Finding a Healthy Balance – Teacher Life

If you allow it to, teaching can take over your life. Not only that, a picture has been captured and posted over and over of the beautiful- Pinterest perfect side of education. Not highlighting or sharing reels of the reality that we all face as educators. 

It can be a lot. But I don’t want that for you. So, here are five ways to maintain a healthy teacher-home-social life balance.

And If you have some ideas to add, please do share in the comments. 


Yes! Do it. Remove your school email from your personal cellular communication device. The idea here is to practice the whole out of sight out of mind technique. You are less likely to check that one email that always takes you down the rabbit hole of let me check on this while I’m on here… two hours later you have adjusted your lesson plan, did an internet dive for resources, graded a few online submissions and the list goes on. 

Create a Weekly Agenda

There are things that we as teachers have to do weekly. We get them done by a certain day of the week, move on to other tasks, but come Monday– the cycle begins again. So, we know that on a weekly basis we will have lesson plans to complete, grading to do, parent emails to send out about events, or just regular old reminders. Create an agenda for each day of the week. Assign two to three tasks for each day and watch how much more efficient you become at getting things done. 

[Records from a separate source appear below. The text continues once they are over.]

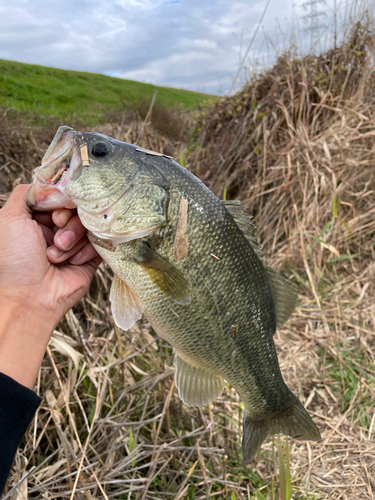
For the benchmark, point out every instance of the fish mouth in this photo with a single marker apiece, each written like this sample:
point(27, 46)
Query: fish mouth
point(59, 163)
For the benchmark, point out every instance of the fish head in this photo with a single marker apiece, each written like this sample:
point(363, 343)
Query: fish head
point(104, 179)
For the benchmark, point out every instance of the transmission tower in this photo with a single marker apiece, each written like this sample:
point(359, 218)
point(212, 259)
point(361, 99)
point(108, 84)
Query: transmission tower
point(314, 17)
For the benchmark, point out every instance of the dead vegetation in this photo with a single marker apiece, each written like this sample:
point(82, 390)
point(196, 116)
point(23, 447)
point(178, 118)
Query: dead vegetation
point(297, 146)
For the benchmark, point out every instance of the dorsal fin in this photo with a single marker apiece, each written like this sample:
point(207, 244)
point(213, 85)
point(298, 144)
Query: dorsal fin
point(285, 293)
point(243, 221)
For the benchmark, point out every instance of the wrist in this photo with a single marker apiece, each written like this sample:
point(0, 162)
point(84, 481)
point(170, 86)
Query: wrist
point(24, 336)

Oh and how much less stressed/ stretched thin you are!

Limit Socializing

As teachers, we enjoy gathering and just chatting about everything and nothing. Socializing has its place and it is most certainly necessary to establish friendships to support one another. But, what can start as a quick chat, a team check-in or is intended as a quick question about something school-related, can quickly turn into socializing. Limit and monitor this to ensure that you are getting the most done during your contracted hours. 

Advocate For Yourself

In the field of education it is a normal thing for you to be voluntold to head a committee or two, be the mentor for a new teacher, attend various meetings as a representative for your campus, etc. These additional duties almost never come with extra pay. Instead you are offered professional development hours or experience. 

If you have the time, need the hours, or want to add the experience to your resume, by all means, accept the tasks. If you do not, professionally decline. In writing. 

Protect Your Peace

As teachers, we understand the importance of our jobs and our roles in the communities we live and work in. What society and those making decisions that affect educators have to understand is that we are human, do not possess superpowers, have families and lives of our own, and should not have the expectation of doing more, for less without the necessary resources.

We can only do what we can when we can with the resources provided by our districts. Anything else is not our job. And one thing I know for sure is that it is not our job to do more than the job we signed up for. 

So breathe.

And Laugh.

Relax on the weekend.

Most importantly, remain upright and steady for yourself and your loved ones! That task can wait until Monday.